Results 1 to 10 of 18
Thread: Help with technique
Threaded View
-
07-18-2009, 02:59 AM #8
- Join Date
- Jan 2008
- Location
- Northern California
- Posts
- 1,301
Thanked: 267You gave such a long question and I hope that this longer post helps.
Lather is very important. I use Penhaligons English Fern and it lathers like almost no other soap for me. I use many creams but a good one is expensive and day in and day out, for me, soap is the way to go.
I have found that when I shave with a straight the whole process is needed to complete the shave. I use an extremely light touch with a very sharp and smooth razor edge so I can get away with a lot of passes after the hot towel treatment.
- First pass: I go WTG first using short overlapping strokes which I believe to be the standard considering what I have read and it certainly works for me. This includes the chin and the neck... all of it. You are trying to reduce the stubble.
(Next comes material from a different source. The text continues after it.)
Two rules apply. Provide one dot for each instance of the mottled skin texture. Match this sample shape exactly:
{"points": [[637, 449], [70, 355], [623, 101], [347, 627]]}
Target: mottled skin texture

- Second pass: If my skin is dry or I feel that the first pass was just not the most comfortable because my beard was not softened enough I go another pass WTG. I use a slight variation and go XTG on my jaw line by for the most part WTG. I really concentrate on my chin. It does not take a lot of time for the second WTG pass because the stubble for the most part is gone.
- Third pass: I go XTG from the chin to the ear because of the way that my beard grows. I have a chin area where the hair grows towards the ear so this is really a WTG in this area. I shave my neck with a very light ATG neck single non-overlapping stroke to just kinda knock it down I have to go extremly light because my beard in this area is very stiff and the skin is very soft.
- Fouth pass: XTG from the ear to the center of the chin. Like I said close to the chin I will be going ATG but I have knocked it down with the third pass. I let the lather soak into my neck to get ready for the real ATG.
- Fifth pass: I am ready to go ATG. I go ATG all the way up and have found a little trick lately. I don't clean the blade off coming off my neck. I stretch my skin pulling down on the sideburns and side of my face but I take a couple of more strokes stretching the skin from up top, this really stands the hair up. The blade full of lather kinda "dumps" a little so that I can hit it again. I wait till I have gone over it once because it would dig in and hurt to much if I stretched from the top at the start of the final attack.
- Clean up! I usually takes me about 15 minutes including stropping making lather and all the while I am wearing my hot microwaved towel tucked in around my neck and beard.
I get shaves that are very close and almost no irritation. The secret for me has been the honing that I do and the almost zero pressure that use. I can use an alcohol base AS if I wish and get almost no burn. I choose to use a really good finish of which there are many. Your shaves will improve and should blow away anything a DE or a plastic wonder can give. They just don't have the physics or the adaptability that a straight has to give potentially everyone a shave that is not to be believed. The reason that I posted this long thing is that for me it has taken a long time to get something that works for me. It will a little different for everyone but the basics are the same.
Take Care,
RichardLast edited by riooso; 07-18-2009 at 03:04 AM.